The San Francisco Chronicle
By: Carolyn Said
May 14, 2013
Wakeelah and Andre Davis "always wanted to own a home and had been saving up," said Wakeelah, an AC Transit bus driver. Like many first-time home buyers, especially those of modest means, they were consistently outbid by investors who could pay all cash.
"I kind of gave up for a while," Wakeelah Davis said. Then she came across a Richmond two-bedroom. The online listing said it would only be sold to people who wanted to live in it. The listing asked, "Tired of being beat out by cash offers?"
"That sparked my interest to come back and try," she said. "I thought maybe I'll have a chance."
The ad had another unusual requirement: It asked prospective buyers to write a letter about themselves, their house-hunting quest and their ties to the community.
"I told them I was born and raised in Richmond and I love the area. I graduated from Kennedy High and that's where my son wants to attend," said Wakeelah, whose son Dre'onn, 13, is now in middle school.
Even though theirs wasn't the highest offer, the Davis family was selected to buy the house.
The seller was a nonprofit with a mission to buy, renovate and resell foreclosed houses only to owner-occupants under the unwieldy name "Foreclosure Recovery and Asset Building Management Project."
"We want to help low- to moderate-income families get into homeownership so they can increase their self-sufficiency," said Nicole Taylor, CEO of the East Bay Community Foundation in Oakland, which provided seed money for the program as a project of Self-Help Community Development Corp. "The idea was that maybe we could help families turn around their lives by providing them with an opportunity to buy this key asset that can grow in value."
The mission also includes boosting local communities.
"We seek families who have roots in the community so they can maintain their family ties and help neighborhoods by having more stable families," said Paul Staley, vice president of Self-Help Community Development Corp.
In operation since 2010, the program has handled just 18 homes, mainly in Contra Costa County, although it's branching into Oakland. Taylor sees it as a pilot program and hopes to find funds to expand.A variety of similar programs exist that buy, fix and resell foreclosures to homeowners. Some use funds from the federal Neighborhood Stabilization Program, which was set up to help communities hard-hit by foreclosures and blight but is winding down.

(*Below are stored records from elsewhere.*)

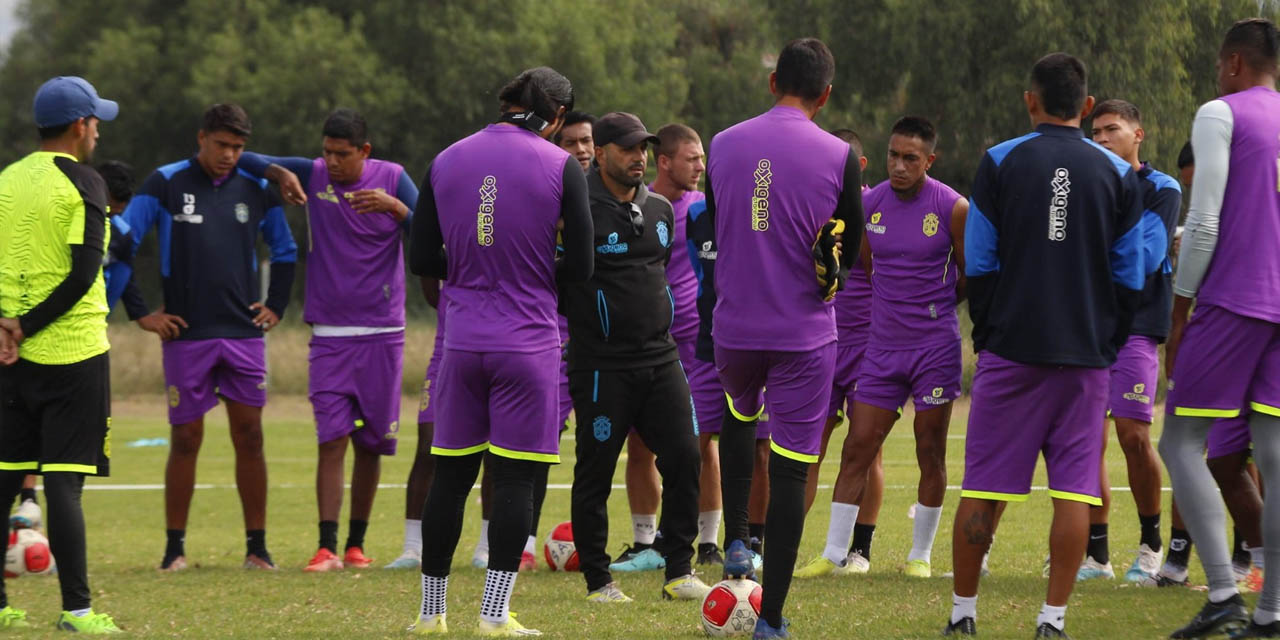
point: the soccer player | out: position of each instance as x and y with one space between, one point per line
55 398
357 209
1045 205
624 365
1224 360
485 224
1118 127
780 188
853 324
208 216
914 233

But all such programs "are just a drop in the bucket," said Maria Benjamin, executive director of Community Housing Development Corp. of North Richmond, which provides financial education to prospective home buyers, including those in the Self-Help program. "They are few and far between; there just isn't enough money."

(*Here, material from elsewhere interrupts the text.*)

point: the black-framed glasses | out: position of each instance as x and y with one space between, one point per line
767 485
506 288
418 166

Besides the resold-foreclosures programs, there are a variety of resources for low- and moderate-income people seeking to buy homes (see box). Though not enough to meet demand, it behooves prospective home buyers to learn about them, experts said.

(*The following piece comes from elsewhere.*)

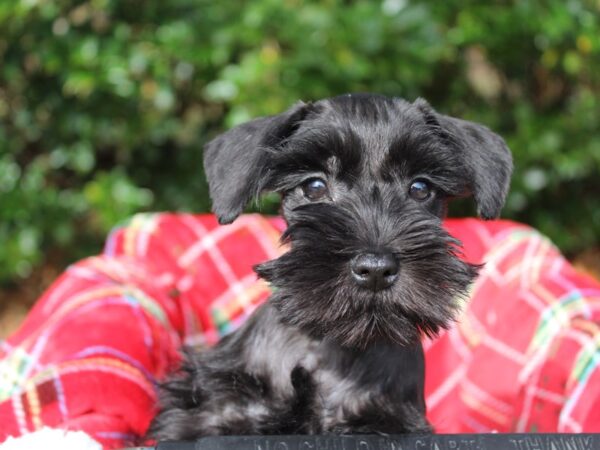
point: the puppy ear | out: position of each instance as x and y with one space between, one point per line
486 157
236 162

Some advocates say the government should be doing much more to encourage and support lower-income homeowners.
Sasha Weblin, economic equity director at Berkeley's nonprofit Greenlining Institute, which tries to extend opportunities to people regardless of race or income, listed several policy areas where she hopes legislators and regulators will take action.
They include pushing banks to create "sustainable mortgage products that work for middle- and low-income borrowers," she said, adding that it's critically important that borrowers demonstrate income to pay back loans, to avoid a repeat of the subprime lending disaster. Another step would be a bank-backed pool of funds for down-payment assistance, she said. She'd also like to see lenders pay closer attention to borrowers' payment history, giving credit for a history of on-time rent and utilities payments - something that current credit scoring systems don't take into account.
"We'd like the administration to take a more comprehensive and proactive stance about homeownership for everyone," she said.
Wish list for help
Sheri Powers, director of the homeownership center at Oakland's Unity Council, works directly with prospective home buyers. Her wish list for government help includes a way to urge banks selling foreclosures to sell to owner-occupants rather than investors.
"If they are serious about stabilizing communities, giving preference to buyers who want to occupy homes would make a huge difference," she said. "Right now, they just want to sell as fast as possible. If an investor has cash, they'll just lap it up - even if it's $20,000 or $30,000 lower" than financed offers that take longer to close.